Liner Notes by Chiara Bertoglio
Alberto Firrincieli: He is an Italian pianist, harpsichord player, composer and scholar. Winner of the second prize in the International Contest “SIMM 2018 – New Music for Harpsichord”, he devotes himself to performance, composition, pedagogy and research.
He is currently a full-time instructor in the Department of Music Program at Assumption University of Thailand, where he teaches major courses in Composition and Classical Improvisation and Harpsichord. Besides, he is the Artistic Director of IKA – International Keyboard Academy.

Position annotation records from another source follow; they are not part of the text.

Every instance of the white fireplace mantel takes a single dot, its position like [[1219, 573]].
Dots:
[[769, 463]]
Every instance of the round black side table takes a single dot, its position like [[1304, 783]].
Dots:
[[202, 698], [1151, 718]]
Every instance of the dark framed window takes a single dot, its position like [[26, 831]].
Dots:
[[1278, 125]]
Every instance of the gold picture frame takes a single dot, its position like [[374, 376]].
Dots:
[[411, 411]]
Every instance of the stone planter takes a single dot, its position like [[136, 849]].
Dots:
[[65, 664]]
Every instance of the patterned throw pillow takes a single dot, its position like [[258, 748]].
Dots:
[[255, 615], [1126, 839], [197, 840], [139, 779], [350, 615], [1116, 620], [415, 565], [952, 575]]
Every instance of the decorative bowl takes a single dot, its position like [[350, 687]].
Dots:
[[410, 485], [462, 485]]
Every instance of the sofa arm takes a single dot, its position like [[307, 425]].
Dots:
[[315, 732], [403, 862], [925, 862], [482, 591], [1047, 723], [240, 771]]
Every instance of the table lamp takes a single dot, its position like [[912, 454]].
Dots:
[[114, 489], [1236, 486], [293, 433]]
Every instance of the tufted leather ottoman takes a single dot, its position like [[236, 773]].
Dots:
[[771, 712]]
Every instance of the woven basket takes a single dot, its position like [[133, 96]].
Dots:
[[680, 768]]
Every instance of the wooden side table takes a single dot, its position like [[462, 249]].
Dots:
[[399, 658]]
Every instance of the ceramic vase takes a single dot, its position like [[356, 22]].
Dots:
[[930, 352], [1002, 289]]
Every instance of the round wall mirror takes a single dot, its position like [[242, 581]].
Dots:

He started to play the piano when he was 8. After graduation at the age of 20 he dedicated himself to the study of ancient keyboards, and he graduated in Harpsichord, Composition and Electronic Music as well. Through these experiences he specialized in baroque and classical music.
He attended masterclasses with Christa Butzberger (piano) and Enrico Baiano, Bob van Asperen, Michele Barchi and Emilia Fadini (harpsichord). He completed his education, graduating in Musicology at the University of Pavia, Italy, integrating his practical knowledge of performance with theoretical and historical musical aspects.

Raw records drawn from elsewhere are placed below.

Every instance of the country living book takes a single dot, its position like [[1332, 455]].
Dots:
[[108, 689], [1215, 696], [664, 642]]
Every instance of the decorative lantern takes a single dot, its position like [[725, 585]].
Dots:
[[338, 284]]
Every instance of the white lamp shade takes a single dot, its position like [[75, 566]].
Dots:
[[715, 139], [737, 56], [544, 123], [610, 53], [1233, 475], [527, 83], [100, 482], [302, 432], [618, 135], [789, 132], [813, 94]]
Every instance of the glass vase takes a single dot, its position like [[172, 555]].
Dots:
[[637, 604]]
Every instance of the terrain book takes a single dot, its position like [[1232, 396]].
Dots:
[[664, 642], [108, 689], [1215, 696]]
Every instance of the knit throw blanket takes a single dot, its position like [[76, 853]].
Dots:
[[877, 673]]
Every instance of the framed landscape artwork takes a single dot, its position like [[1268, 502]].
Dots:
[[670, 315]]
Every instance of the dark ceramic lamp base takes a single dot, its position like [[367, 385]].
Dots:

His repertoire ranges from baroque to modern music. He has performed many recitals as soloist and with orchestra for renowned institutions in Europe and Asia; he is a member of different ensembles and chamber music groups. Regularly, he plays basso continuo on harpsichord and organ. He also dedicates himself to modern composition using computers and audio technologies.
He collaborates with UT ORPHEUS for the realization of basso continuo scores, and he recently published the Opera Omnia of the Italian composer Carlo Antonio Marino.
Mario Stefano Tonda: Fortepianist, harpsichordist and musicologist, is graduated in piano and ancient keyboards at Conservatory of Turin and in musicology at University of Pavia. He has studied with O. Dantone, E. Fadini, G. Tabacco, B. van Oort and M. Bilson, and he collaborates with musical institutions such as Rome Symphony Orchestra, Verona Philharmonic Academy, Academia Montis Regalis Orchestra, Conservatory of Turin, and IKA - International Keyboard Academy. He has held recitals playing harpsichord and fortepiano in prestigious concert halls around the world (Europe, USA, Asia), performing as soloist and alongside musicians and conductors like Lior Shambadal, Marco Fornaciari, Giorgio Tabacco, Berislav Skenderovich, Vadim Brodsky. Besides, alongside the acknowledged cellist Christophe Coin, he run a unique project based on the discovery of XVIII century Italian music for cello and fortepiano. Mario Stefano Tonda has been selected and invited to inaugurate the EXPO Milano 2015. For the occasion, he has played the fortepiano “L. Hoffer” belonged to G. Rossini, restored for the event. He has played as soloist the 5th Brandenburg Concerto by J. S. Bach and Chamber Sonata for Harpsichord and 10 Instruments by G. Petrassi and recorded O. Respighi Ancient Airs & Dances (Brilliant Classic) and G. Petrassi La Follia di Orlando (Naxos Records) with Rome Symphonic Orchestra; for RAI - Radio Televisione Italiana he has recently recorded some pieces for the TV program “Meraviglie – La Penisola dei Tesori” at the fortepiano. Alongside Alberto Firrincieli he has founded Harpsichord for two - www.harpsichordfortwo.com, a project dedicated to the four-handed repertoire performed on the harpsichord. The first CD of the Duo is labelled “Jommelli, Clementi, Rutini, the music for four-hands harpsichord” (Tactus Records).
Wolfgang Amadeus Mozart: (b Salzburg, 27 Jan 1756; d Vienna, 5 Dec 1791). Austrian composer, son of Leopold Mozart. His style essentially represents a synthesis of many different elements, which coalesced in his Viennese years, from 1781 on, into an idiom now regarded as a peak of Viennese Classicism. The mature music, distinguished by its melodic beauty, its formal elegance and its richness of harmony and texture, is deeply coloured by Italian opera though also rooted in Austrian and south German instrumental traditions. Unlike Haydn, his senior by 24 years, and Beethoven, his junior by 15, he excelled in every medium current in his time. He may thus be regarded as the most universal composer in the history of Western music.